Off the rails
My boyfriend and I broke up ago three months ago. His parents were getting a divorce, and he felt like he had too much going on to be in a relationship. We were also fighting a lot because he kept pushing me away when I tried to help. After two months of not talking, I texted him to see what’s up and said we should hang out sometime. He said yeah, and to let him know when. I texted him last weekend and told him where I would be, but he didn’t text back until hours later. By then, I was home. Should I text him again about hanging out, or is he blowing me off? I don’t want to seem clingy, or like I’m trying to get back with him, although I wouldn’t mind if that happened.
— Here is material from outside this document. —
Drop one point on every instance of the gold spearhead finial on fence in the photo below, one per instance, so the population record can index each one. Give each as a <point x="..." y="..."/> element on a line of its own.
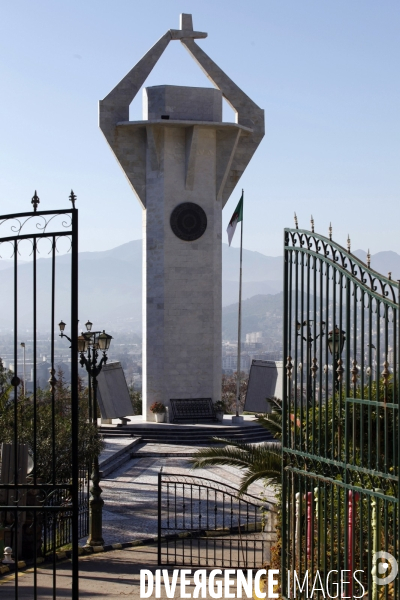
<point x="35" y="201"/>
We’re both 17 years old, by the way.
You may be broken up, but you still have a lot invested in this relationship—too much, actually. Step back for your sake. Remember, the brain sets tracks in adolescence based on our responses to life’s challenges. Like this: if a couple breaks up, and one of them thinks, “I’ve been abandoned!” and holes up in bed with a package of Oreos and a tub of mint chip ice cream to binge watch Grey’s Anatomy, that person is directing his or her brain to handle a crisis by hiding, noshing on sugar and escaping reality. After a while, the brain is programmed to respond to downer days, or even downer moments, by ordering a 500-calorie mocha cappuccino to sip while losing hours on the Internet, or by getting stupid drunk (alcohol = sugar + escaping reality).
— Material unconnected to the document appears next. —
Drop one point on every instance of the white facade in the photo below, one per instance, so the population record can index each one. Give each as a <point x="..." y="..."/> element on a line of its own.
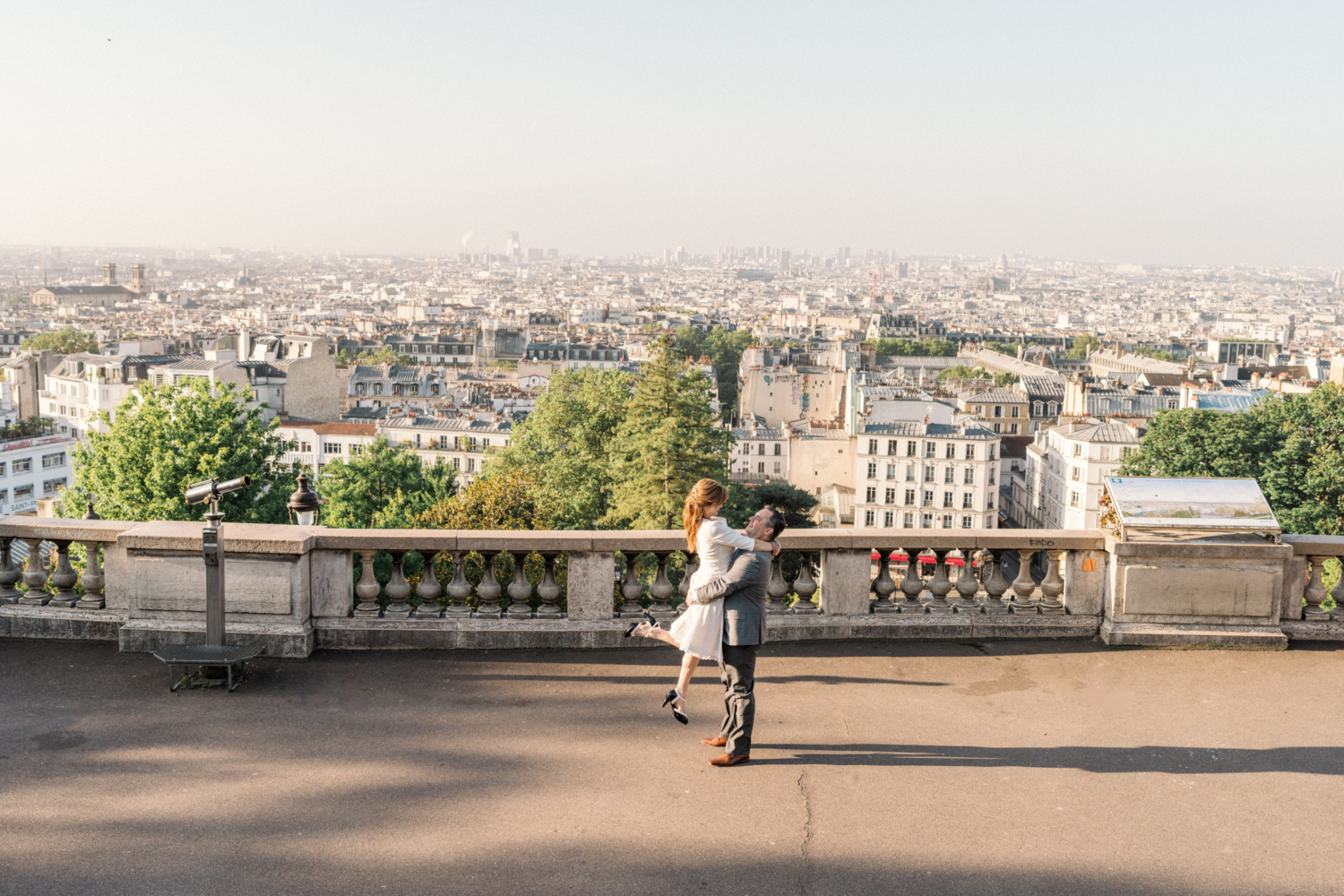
<point x="1064" y="473"/>
<point x="31" y="469"/>
<point x="926" y="476"/>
Of course, it’s possible later in life to rip out the tracks laid in adolescence, and to reconstruct new pathways. But doing so requires enormous personal discipline along with consistent support from family, friends and professionals in mental and spiritual health. Why not make smart choices starting now? Begin here: Train your mind to stop longing for your ex-boyfriend. When memories arise in your thoughts, say “thank you” and then bring yourself back into the present moment. One simple technique is to silently narrate your feelings and actions: “I am grateful for my body, and am choosing food that gives me vibrant health.” With practice, you will gain self-awareness. With self-awareness, you can begin to choose a response, rather than letting your history create a reaction. That’s empowering.
So is your ex-boyfriend trying to blow you off? It’s none of your business, really. What’s important is that you focus your energy on your own life, and not on your former boyfriend’s.
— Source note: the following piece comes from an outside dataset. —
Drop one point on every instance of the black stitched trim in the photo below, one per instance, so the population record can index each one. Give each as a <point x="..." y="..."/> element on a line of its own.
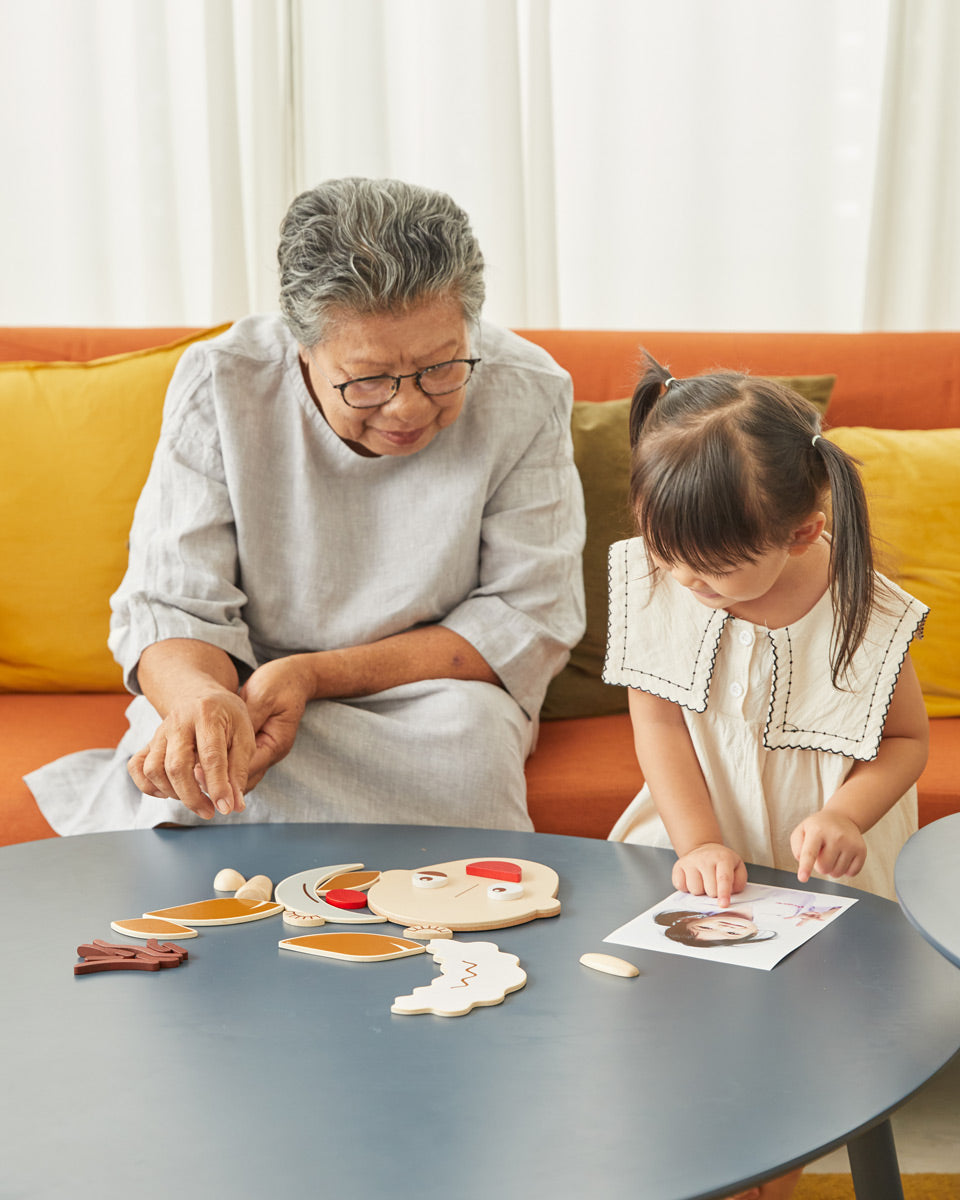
<point x="648" y="675"/>
<point x="851" y="742"/>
There’s a new guy in our department, and he and I have history. We worked together briefly about 10 years ago, hooked up, fell out, and I’m sorry to say stalked each other. It got nasty. I went to therapy and that changed everything. He doesn’t recognize me—I look different and I’m going by my first name now instead of my middle name. I’m not sure how to handle the situation, though. Advice?
If you struggle with anxiety, deflate its power by being first to reintroduce yourself. Say, “We met a long time ago. I was very different then. I’m sorry for my behavior. I trust that we can work together professionally now.” Keep the conversation short. Don’t suggest catching up over cocktails, or having lunch. You’re not the woman you once were. Act accordingly.